As the agent reaches a natural conclusion to a sub-task or encounters a dead end, it invokes complete_focus. During this consolidation phase, the agent generates a structured summary that captures the attempted actions, the facts or bugs learned, and the final outcome. The system then executes a withdrawal process: the generated summary is appended to a persistent "Knowledge" block located at the top of the context, and all intermediate messages between the initial checkpoint and the current step are deleted. This mechanism transforms the context from a monotonically increasing log into a "Sawtooth" pattern, where the context expands during exploration and collapses during consolidation. This allows the model to manage its own context based on the inherent structure of the task rather than arbitrary step counts.
To support this loop, the authors implement an optimized scaffold designed for software engineering tasks. This scaffold consists of two primary tools: a Persistent Bash session and a String-Replace Editor. The Persistent Bash tool provides a stateful shell environment where the working directory and environment remain consistent across multiple calls, mimicking a real-world developer terminal. To ensure precise file manipulation, the String-Replace Editor allows for targeted edits through exact string replacement, including operations such as viewing, creating, replacing, and inserting text. This approach avoids the common errors associated with full-file rewrites. The agent is guided by a system prompt to utilize these tools extensively, with a maximum limit of 150 steps, and is encouraged to implement tests before attempting to solve the primary problem.
Experiment
The Focus architecture was evaluated on five context-intensive SWE-bench Lite instances using an A/B comparison to determine if aggressive context compression could reduce token usage without sacrificing task accuracy. The experiments demonstrate that directive prompting, which enforces frequent and structured compression phases, enables significant token savings while maintaining the same success rate as a baseline agent. While the architecture is highly effective for exploration-heavy tasks, the results also indicate that compression overhead can occasionally exceed benefits in tasks requiring continuous iterative refinement.
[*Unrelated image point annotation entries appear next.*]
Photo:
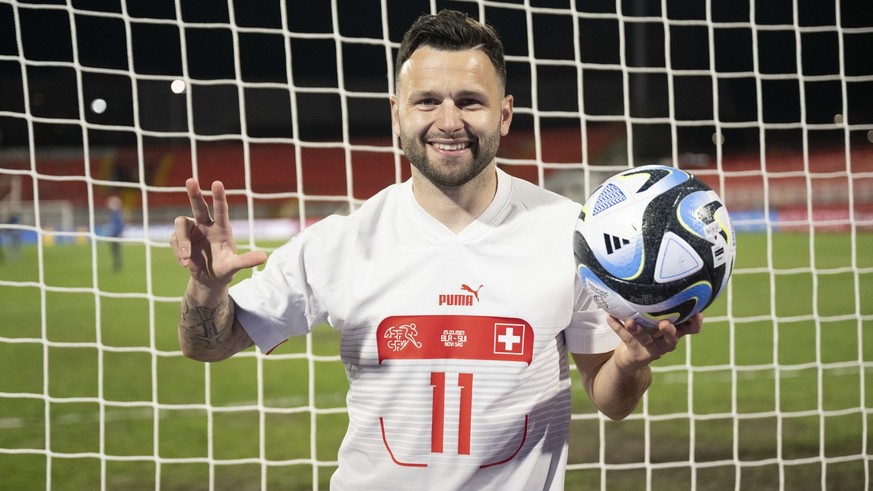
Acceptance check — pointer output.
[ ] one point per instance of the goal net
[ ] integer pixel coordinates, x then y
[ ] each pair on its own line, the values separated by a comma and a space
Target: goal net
771, 103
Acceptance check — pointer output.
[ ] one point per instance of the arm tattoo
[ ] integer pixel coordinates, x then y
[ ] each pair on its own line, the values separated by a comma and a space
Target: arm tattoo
206, 328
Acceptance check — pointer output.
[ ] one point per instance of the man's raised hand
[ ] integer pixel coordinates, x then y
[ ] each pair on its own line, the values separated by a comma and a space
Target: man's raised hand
204, 244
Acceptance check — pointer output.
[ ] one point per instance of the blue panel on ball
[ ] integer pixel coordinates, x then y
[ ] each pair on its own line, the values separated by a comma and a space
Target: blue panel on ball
609, 196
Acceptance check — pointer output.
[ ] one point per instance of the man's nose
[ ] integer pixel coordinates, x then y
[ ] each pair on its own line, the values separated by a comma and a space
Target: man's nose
449, 117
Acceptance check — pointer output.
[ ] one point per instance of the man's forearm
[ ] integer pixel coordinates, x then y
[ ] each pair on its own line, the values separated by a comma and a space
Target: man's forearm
616, 392
208, 330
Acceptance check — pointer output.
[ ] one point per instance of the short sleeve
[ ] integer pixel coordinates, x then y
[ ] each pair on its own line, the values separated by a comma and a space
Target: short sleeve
277, 302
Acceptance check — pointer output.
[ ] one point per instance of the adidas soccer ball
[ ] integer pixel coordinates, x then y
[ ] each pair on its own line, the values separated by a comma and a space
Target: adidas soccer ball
652, 243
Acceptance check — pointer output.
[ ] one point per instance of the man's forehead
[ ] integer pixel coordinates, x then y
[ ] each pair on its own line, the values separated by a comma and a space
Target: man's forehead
427, 61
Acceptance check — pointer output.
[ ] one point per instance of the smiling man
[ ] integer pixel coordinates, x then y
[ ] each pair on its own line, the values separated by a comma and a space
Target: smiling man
450, 387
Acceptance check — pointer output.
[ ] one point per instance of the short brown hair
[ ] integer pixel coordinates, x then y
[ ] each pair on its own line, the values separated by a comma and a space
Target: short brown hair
450, 30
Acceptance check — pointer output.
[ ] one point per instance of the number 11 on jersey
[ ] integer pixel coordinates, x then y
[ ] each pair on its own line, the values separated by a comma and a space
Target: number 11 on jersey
465, 384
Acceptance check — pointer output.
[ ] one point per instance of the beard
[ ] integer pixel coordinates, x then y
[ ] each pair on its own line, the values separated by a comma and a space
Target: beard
449, 172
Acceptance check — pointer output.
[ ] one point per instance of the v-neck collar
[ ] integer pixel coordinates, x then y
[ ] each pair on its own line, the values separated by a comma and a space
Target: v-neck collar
486, 220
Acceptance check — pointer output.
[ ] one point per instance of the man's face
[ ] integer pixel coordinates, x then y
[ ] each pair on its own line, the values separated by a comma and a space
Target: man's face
449, 113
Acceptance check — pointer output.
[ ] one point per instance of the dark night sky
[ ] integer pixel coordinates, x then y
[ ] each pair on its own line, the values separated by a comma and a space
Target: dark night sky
156, 46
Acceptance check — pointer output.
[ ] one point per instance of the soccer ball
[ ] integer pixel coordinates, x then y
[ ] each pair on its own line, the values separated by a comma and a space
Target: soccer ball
652, 243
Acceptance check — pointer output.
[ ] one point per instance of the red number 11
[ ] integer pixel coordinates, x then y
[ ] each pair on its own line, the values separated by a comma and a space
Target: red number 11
465, 382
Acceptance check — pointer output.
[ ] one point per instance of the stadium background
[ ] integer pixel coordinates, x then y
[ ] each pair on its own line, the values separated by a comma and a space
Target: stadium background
774, 396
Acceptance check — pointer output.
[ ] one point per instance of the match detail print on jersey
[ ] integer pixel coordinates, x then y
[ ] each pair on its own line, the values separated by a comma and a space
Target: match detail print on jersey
465, 337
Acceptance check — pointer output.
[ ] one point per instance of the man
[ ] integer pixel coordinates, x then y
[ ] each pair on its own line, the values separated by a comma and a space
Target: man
455, 293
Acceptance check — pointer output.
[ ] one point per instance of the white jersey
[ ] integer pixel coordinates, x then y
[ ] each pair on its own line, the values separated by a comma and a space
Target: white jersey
455, 346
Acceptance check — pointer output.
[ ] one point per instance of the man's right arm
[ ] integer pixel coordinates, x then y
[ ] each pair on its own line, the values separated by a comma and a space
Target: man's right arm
208, 328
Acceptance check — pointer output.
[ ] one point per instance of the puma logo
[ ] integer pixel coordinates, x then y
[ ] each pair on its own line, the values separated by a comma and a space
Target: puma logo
475, 292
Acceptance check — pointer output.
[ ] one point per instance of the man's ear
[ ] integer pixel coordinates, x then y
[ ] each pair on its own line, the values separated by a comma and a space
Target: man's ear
506, 114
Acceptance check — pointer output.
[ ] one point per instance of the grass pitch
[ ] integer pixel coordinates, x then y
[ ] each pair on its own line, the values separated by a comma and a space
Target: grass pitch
93, 389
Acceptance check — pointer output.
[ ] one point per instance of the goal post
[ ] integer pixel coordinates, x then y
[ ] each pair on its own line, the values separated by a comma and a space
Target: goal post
770, 103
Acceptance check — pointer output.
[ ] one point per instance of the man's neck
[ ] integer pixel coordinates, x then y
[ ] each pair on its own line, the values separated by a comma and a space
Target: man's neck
456, 207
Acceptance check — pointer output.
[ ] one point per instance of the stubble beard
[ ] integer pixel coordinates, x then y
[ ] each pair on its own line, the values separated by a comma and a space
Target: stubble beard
450, 174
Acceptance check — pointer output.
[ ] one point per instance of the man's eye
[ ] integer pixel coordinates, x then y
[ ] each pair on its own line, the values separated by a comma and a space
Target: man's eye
469, 103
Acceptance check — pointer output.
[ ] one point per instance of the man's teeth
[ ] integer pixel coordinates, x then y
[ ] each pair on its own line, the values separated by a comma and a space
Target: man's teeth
450, 147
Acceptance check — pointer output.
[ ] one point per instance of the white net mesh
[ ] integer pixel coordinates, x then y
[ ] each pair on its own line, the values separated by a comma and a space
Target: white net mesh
287, 103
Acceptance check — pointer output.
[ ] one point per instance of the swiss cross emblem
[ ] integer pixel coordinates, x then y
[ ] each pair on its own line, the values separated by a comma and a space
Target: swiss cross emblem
509, 339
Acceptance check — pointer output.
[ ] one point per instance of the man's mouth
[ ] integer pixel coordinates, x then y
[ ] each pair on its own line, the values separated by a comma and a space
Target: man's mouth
450, 147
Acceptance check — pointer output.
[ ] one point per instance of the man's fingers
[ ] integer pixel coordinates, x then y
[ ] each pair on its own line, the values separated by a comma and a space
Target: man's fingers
219, 204
181, 239
198, 204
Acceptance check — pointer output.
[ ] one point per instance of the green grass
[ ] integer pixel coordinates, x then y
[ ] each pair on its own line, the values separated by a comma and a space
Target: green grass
94, 354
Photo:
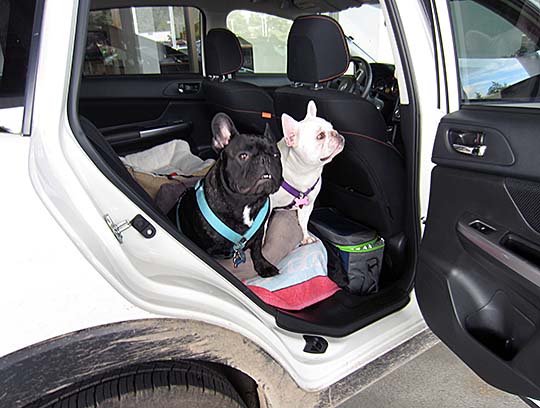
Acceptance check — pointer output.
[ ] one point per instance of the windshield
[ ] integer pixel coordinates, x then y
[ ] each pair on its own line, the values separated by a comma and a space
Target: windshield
498, 49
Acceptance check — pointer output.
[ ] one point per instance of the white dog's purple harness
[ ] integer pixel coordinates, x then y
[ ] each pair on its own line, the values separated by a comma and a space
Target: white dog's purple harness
300, 198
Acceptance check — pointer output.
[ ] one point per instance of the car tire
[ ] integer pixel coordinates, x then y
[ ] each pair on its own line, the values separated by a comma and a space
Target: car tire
155, 386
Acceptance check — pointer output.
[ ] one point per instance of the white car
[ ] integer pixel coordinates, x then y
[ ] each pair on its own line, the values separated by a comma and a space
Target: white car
105, 303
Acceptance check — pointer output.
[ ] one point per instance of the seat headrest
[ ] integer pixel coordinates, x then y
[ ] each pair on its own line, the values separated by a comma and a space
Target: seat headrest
222, 52
317, 50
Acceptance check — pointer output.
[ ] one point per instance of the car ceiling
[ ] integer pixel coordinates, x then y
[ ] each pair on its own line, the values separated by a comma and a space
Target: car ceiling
284, 8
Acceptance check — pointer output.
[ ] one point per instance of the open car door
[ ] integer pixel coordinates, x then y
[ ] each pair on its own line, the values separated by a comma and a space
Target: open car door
478, 276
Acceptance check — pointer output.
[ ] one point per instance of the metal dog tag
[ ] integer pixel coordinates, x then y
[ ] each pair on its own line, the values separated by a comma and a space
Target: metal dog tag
299, 202
239, 257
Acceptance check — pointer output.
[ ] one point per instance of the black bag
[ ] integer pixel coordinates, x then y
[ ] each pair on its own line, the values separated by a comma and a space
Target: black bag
355, 252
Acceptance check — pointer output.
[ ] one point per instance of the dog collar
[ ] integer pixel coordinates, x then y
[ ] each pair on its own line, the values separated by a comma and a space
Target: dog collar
239, 241
300, 197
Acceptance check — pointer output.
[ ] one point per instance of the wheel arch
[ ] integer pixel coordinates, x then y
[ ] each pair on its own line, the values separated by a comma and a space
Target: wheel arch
43, 369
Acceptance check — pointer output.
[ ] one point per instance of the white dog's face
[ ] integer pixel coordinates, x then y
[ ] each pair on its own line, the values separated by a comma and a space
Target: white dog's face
313, 140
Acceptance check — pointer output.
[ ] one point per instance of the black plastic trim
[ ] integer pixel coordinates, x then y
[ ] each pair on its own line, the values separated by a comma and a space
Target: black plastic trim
412, 155
31, 74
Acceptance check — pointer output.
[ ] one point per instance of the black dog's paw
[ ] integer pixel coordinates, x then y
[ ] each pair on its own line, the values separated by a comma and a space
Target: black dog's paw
266, 270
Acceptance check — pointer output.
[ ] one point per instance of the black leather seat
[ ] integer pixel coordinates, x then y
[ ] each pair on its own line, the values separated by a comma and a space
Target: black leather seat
249, 106
366, 181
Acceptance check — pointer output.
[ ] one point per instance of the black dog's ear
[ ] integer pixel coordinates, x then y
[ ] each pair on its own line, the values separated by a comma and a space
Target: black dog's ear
223, 130
268, 133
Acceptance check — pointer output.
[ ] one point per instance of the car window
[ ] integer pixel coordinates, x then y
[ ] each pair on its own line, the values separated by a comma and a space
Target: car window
263, 39
143, 40
498, 50
16, 22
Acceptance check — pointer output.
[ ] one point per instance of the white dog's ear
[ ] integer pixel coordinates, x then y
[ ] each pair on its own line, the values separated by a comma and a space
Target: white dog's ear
312, 110
290, 129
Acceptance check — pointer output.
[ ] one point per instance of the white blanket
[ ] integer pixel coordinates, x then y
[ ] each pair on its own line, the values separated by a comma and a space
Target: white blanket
167, 158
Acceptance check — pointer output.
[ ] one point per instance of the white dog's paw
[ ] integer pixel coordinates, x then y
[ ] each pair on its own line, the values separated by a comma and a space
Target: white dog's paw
308, 240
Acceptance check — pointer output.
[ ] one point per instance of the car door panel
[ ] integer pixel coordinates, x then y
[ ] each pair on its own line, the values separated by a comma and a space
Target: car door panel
136, 113
478, 277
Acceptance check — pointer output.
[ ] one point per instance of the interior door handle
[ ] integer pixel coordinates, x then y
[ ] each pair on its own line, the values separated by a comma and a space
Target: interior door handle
163, 130
468, 142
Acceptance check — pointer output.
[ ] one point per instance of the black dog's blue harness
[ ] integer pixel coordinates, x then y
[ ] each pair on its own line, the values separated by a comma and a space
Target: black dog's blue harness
239, 241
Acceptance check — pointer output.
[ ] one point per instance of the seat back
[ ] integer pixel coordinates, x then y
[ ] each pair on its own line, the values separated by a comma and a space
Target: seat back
249, 106
366, 181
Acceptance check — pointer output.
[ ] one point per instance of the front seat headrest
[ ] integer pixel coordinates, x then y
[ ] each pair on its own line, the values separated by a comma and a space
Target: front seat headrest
317, 50
222, 52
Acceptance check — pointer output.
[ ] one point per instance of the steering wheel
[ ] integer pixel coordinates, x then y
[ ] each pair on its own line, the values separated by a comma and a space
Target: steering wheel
362, 78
The authors compare a baseline agent against their Focus architecture on context-intensive software engineering tasks. Results show that the Focus agent achieves significant token reductions while maintaining the same level of task success as the baseline. The Focus agent achieves a substantial reduction in total token consumption compared to the baseline. Task success rates remain identical between the baseline and the Focus architecture. The Focus approach utilizes frequent compressions and message dropping to manage context efficiency.
The authors evaluate the Focus architecture against a baseline agent on context-intensive software engineering tasks to test its ability to manage context efficiency. By utilizing frequent compressions and message dropping, the Focus approach significantly reduces total token consumption. Ultimately, the architecture maintains the same level of task success as the baseline while operating much more efficiently.